In a later exchange with Ramesh, he best summed up the opportunities to meet with HP execs when he commented on how “perhaps the value for us came with the warm and open access we had to HP executives as well as to the CEO's of other NonStop partners. This certainly gave us the opportunity to promote the core message of ECS and to help develop broader support for our new offering on NonStop. While we will also be supporting the NonStop Symposium later this year, we think HPTF will continue to develop its own presence within the HP community and will be hard to ignore in the future.”

Chetan Naik had flown in from India but then again, he wasn’t the only long-distance attendee. The CEO of Integrated Research had been in Las Vegas only two weeks earlier for the ACE gathering of BASE24 users and, following a meeting with Steve Saltwick during the ACE event, had elected to turn right around and fly back for HPTF. Joining Mark was Andre Cuenin, President, Global Sales. I happened to run into them on several occasions and Mark was with me for Martin’s presentation. Seeing NonStop as part of the bigger HP and getting first-hand insight into the strategy of “Converge! Transform! Innovate!” proved to be well-worth the effort these executives made in order to participate.

I am often asked about which event a user or vendor should elect to attend just as I am often asked about my insight into the future of different HP platforms. And what I have found over the years is that listening to HP executives talk about the industry, the marketplace, customer deployments, and then having them walk through product roadmaps and directions often removes any uncertainty I may have entertained. There’s really no substitute for hearing specifics from those directly responsible.

“I did like the information about NonStop very much, especially being put into the overall HP strategy. I also do think that a focus on high-level presentations and where the story of openness and standards is laid out, and the good TCO that this then provides, can bring the business people from existing customers to the event. It should also attract the attention of other HP customers apart from NonStop users,” Dr Michael Rossbach, CEO of comForte, expressed to me as the event began to wind down.

In what can be clearly seen as a complement to those who worked hard to put on the event, Dr Rossbach then told me “I can easily see how this could become a good event again, even for NonStop - a more technical focused NonStop day would perfectly round up the conference for NED. The right focus has to be set, and the time has to be right so people will come to Las Vegas again.
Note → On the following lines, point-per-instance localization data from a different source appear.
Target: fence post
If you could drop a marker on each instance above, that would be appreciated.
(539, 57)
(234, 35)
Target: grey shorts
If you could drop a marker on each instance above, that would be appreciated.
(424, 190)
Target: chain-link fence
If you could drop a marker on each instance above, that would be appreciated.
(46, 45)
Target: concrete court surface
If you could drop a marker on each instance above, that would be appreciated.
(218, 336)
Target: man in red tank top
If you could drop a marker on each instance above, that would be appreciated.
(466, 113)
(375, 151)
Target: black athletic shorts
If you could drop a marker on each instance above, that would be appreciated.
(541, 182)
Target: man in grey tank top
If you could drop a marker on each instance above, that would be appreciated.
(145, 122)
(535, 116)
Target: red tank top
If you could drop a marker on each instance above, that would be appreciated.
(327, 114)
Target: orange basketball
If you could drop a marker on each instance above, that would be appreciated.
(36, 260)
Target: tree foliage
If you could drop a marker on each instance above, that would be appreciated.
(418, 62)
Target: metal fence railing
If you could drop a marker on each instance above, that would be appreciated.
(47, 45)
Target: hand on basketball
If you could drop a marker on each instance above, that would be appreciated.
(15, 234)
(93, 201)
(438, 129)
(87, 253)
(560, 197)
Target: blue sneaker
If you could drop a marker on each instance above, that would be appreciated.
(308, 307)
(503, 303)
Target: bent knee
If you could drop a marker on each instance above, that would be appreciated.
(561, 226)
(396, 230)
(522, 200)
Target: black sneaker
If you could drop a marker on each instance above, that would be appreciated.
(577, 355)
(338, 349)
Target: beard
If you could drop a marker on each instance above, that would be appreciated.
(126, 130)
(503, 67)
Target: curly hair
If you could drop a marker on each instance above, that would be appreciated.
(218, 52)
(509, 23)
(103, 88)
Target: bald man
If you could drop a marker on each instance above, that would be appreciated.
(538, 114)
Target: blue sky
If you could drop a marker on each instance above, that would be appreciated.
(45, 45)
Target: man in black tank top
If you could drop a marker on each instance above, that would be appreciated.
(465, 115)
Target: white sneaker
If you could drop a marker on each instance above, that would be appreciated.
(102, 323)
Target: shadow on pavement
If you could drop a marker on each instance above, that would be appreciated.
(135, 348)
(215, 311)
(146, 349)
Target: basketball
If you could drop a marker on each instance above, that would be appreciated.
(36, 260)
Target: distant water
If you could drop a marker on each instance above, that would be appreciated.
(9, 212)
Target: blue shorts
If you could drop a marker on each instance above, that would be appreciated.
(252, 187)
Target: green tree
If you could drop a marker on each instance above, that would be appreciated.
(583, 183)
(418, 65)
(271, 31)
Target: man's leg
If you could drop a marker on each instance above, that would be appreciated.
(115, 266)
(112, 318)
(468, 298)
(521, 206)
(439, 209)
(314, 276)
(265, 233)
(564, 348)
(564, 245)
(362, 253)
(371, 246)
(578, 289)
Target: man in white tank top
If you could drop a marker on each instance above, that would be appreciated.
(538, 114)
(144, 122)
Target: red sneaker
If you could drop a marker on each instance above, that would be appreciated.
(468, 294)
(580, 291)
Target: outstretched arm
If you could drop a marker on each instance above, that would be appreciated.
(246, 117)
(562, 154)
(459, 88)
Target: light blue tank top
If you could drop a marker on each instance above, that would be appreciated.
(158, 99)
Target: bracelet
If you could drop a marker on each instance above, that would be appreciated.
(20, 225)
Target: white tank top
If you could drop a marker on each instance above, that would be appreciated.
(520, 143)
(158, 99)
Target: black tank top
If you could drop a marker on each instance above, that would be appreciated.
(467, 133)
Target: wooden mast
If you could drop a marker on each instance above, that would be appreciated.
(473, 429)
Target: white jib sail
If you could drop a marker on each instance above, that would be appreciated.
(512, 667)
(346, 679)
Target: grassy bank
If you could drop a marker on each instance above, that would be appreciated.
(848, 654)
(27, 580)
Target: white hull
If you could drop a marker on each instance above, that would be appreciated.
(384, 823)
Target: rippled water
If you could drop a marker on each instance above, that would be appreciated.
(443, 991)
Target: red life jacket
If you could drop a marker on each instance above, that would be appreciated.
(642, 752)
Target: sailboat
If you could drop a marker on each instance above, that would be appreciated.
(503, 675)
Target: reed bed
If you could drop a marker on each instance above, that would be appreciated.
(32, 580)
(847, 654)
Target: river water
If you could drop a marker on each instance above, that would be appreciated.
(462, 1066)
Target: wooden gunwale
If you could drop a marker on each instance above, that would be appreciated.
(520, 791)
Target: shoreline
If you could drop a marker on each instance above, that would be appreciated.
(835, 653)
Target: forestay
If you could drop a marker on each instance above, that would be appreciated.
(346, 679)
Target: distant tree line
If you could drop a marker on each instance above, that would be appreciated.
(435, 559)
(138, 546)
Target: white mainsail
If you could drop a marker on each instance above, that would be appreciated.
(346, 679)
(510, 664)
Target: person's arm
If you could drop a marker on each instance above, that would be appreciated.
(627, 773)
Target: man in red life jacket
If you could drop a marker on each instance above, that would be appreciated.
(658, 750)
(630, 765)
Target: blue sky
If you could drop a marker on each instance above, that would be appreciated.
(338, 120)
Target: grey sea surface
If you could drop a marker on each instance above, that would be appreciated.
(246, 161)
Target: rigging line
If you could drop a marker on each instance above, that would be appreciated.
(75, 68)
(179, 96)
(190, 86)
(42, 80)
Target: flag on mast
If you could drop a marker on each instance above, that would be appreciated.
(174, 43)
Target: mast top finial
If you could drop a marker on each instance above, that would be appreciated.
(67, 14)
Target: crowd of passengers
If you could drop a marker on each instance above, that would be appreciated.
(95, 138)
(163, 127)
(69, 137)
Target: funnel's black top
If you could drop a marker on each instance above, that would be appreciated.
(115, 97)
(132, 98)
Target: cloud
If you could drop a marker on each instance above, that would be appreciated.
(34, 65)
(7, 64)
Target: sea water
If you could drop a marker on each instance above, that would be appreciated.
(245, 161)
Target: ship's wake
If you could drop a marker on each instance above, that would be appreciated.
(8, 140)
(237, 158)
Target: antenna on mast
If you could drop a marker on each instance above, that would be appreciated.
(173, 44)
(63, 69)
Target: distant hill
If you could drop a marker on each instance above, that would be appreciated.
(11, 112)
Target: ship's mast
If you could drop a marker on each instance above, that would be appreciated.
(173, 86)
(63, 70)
After all, three weeks earlier the BASE24 community came together for ACE, and there were some 50 banks present!” Perhaps aware of this sentiment, Winston Prather didn’t miss a beat as he wrapped up his presentation with the closing remark “the heart of Nonstop is, and will always be, ‘the Tandem fundamentals.’”

NonStop enjoys a long history of providing solutions to those users who really appreciate the “continuity critical” properties originating in Tandem some 35 years ago. But NonStop today is no longer flying solo – its part of a much bigger picture within HP’s converged infrastructure initiative. It leverages new technology at a pace that was unthinkable a decade ago, and it reaps the financial benefits that come with using the same industry-standard “blanks” as all other BCS platforms.

Considering the technology that goes into today’s blades as little more than provisioning a blank may not fully describe the real value that comes with commodity blades, and I have to believe there could be some resistance to this image, but no one can escape leaving HPTF aware that they now need to think about picking up on the blades story more aggressively. Having now attended HPTF, and seeing the value of participating in this event, I can easily see how those of us in the NonStop community will be giving serious consideration to going back to a “Symposium at HPTF” model, perhaps modified to include a dedicated day of in-depth technical sessions on NonStop, as Dr Rossbach suggested. After all blades, running NonStop, push the continuity critical message unlike anything else in HP’s hardware store!